Where did I go? I fell off the grid and on top of that decided to move and press the reset button on my life. I needed something new and to do things for myself so I moved out of Spokane in a bit of a hurry and got back into school. I know, I’m still at it. I still feel awful sometimes when I think about it. But I remember in the process I have taken various breaks so I am theoretically right on track. Also, the idea of graduating into this job market terrifies me. Moving on. I did a lot of self-reflection and all that sort of new age wank about mental assessment after I did move. It was a huge learning process. I left for a variety of reasons which basically boil down to: my heart got shattered beyond comprehension and I ran. It’s okay. It was productive. I threw myself into education. I didn’t end up on a fishing boat in Alaska. Oh yeah, I was looking into that. Seriously.
Circling back though. I miss doing this. I know I burned myself out on it last time but I want to come back because the people were outstanding. Seriously, you’re all aces in my books. I know we’ve drifted apart and all that. I will take the blame on that one. I was busy being selfish and existing on my own metaphorical ice floe alone. And uhm, it started to get to me.
Let’s do this again, alright? This is my Rosie the Riveter, I CAN DO IT pep talk to myself. But it’s not. Because the most wonderful thing about my time writing in this outlet was when people would talk back. I have like the voice of Kanye West in my head telling me to be awesome and excellent. And I think to myself, “yes you should, you were great.” I have this little ball of something that is bursting and exploding on a keyboard seems like a good idea. No, that wasn’t a jerk off joke.

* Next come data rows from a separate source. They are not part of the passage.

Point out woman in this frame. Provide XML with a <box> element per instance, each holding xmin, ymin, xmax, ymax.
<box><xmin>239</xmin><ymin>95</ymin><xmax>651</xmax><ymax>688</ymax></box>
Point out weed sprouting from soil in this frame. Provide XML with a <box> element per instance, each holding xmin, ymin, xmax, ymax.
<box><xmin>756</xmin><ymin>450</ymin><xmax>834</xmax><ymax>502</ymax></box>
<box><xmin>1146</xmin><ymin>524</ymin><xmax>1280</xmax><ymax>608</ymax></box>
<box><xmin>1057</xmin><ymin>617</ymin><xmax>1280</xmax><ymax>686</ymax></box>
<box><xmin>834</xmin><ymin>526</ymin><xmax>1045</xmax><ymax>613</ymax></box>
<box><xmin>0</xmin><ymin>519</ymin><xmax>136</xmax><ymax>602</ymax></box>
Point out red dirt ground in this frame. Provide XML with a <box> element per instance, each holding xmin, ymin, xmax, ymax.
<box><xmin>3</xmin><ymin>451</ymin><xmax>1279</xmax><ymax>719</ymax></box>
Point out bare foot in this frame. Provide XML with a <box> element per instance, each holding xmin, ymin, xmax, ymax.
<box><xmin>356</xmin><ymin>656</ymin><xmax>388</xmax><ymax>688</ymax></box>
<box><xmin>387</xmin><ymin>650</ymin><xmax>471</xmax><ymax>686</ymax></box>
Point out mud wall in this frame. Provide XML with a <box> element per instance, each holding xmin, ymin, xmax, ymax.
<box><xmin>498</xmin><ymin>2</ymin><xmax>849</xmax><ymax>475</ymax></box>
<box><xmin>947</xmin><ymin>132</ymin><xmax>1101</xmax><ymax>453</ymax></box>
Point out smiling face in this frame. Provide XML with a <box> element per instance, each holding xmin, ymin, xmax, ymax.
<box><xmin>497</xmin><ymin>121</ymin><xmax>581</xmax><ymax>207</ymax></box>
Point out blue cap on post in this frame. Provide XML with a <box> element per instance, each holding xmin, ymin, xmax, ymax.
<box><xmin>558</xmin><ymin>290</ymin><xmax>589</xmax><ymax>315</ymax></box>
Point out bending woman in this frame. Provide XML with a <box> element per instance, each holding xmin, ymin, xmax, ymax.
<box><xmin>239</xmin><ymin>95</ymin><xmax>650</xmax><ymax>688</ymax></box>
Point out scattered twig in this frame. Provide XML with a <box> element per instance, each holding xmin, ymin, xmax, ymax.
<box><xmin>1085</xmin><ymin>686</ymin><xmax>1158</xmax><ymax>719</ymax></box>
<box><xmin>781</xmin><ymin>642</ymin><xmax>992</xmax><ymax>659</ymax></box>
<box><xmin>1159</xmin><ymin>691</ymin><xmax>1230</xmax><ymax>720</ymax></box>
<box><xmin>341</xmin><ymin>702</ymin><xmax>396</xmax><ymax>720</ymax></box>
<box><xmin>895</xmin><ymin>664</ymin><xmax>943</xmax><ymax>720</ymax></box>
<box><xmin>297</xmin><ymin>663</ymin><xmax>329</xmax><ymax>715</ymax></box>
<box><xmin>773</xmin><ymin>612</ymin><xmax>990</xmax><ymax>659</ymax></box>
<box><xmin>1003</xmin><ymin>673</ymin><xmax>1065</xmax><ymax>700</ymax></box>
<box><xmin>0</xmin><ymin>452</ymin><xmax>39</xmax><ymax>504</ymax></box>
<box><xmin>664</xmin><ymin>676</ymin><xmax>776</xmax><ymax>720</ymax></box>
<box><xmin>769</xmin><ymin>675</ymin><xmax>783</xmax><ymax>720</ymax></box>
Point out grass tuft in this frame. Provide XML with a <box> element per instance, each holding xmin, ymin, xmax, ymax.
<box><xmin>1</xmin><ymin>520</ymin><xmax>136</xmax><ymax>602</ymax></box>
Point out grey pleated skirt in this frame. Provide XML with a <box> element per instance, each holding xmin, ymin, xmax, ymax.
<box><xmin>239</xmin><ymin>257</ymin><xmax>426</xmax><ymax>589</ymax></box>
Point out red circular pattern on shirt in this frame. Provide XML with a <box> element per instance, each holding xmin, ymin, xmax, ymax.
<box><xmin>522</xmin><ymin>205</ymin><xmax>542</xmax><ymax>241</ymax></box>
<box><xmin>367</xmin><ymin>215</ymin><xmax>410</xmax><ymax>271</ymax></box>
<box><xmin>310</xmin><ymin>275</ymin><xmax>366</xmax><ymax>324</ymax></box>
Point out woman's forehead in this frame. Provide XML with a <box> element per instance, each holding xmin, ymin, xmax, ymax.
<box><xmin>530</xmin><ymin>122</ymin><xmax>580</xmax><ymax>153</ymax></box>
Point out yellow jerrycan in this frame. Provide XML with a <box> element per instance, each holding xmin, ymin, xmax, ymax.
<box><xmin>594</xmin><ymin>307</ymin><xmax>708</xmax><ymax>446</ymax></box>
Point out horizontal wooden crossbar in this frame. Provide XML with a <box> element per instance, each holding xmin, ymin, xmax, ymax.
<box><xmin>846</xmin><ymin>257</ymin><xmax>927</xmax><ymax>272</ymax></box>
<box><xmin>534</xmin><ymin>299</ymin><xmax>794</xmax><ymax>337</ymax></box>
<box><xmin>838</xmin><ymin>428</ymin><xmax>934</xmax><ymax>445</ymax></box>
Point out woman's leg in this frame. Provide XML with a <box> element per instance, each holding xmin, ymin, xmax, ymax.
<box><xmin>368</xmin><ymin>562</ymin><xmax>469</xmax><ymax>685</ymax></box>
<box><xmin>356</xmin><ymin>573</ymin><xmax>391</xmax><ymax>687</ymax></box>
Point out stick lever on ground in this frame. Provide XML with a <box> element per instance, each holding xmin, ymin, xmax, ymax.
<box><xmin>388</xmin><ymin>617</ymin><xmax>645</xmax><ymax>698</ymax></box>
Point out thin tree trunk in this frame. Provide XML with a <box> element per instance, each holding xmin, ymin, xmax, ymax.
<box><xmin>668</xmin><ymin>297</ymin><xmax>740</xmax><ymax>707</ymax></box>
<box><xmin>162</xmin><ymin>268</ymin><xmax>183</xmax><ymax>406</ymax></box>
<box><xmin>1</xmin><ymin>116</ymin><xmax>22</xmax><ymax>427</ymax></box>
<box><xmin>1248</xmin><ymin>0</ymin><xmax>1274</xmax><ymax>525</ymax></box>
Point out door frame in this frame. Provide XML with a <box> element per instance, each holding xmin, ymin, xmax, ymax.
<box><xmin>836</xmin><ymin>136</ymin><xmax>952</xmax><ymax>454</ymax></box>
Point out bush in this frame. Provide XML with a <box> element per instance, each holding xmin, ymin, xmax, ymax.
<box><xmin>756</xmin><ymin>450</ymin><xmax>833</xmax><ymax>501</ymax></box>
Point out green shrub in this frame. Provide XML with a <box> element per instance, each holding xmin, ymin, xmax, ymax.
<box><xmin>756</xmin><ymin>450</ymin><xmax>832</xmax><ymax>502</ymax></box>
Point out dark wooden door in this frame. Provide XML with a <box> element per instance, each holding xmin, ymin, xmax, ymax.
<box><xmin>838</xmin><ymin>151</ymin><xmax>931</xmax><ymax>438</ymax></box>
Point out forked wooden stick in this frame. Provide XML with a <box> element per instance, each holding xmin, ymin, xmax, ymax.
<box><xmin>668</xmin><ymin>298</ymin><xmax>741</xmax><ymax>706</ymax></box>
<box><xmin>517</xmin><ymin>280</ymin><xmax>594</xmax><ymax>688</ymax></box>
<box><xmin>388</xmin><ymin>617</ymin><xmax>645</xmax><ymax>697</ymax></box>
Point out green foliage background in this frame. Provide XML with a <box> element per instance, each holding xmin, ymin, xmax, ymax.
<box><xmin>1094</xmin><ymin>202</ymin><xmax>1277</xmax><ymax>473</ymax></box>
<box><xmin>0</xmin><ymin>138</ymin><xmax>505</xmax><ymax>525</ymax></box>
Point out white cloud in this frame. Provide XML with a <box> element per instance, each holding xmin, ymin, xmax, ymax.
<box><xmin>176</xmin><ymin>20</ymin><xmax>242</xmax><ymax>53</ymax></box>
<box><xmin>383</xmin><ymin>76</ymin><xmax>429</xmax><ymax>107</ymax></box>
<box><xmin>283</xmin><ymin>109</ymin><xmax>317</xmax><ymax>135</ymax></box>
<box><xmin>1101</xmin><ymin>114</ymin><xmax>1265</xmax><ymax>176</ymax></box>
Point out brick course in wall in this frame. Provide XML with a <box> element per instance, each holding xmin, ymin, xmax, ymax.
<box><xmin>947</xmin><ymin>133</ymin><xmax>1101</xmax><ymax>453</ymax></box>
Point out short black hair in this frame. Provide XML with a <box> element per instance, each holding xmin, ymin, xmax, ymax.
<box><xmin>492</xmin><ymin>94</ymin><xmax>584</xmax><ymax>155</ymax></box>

I know a lot of you have moved on, closed up shop or something like that. But hey, there’s lots of newbies. I’ve seen y’all on twitter.
So, hello darlings. Missed you. Pretend I said that seductively.
- Uhhhh can someone help me make a site/get the fuck out of wordpress? I kinda want a fresh start. I welcome ideas and suggestions.
- Accepting petty cash donations for Center Ice and/or nail polish.
- I will write about how the Leafs trading Luke Schenn wrecked me.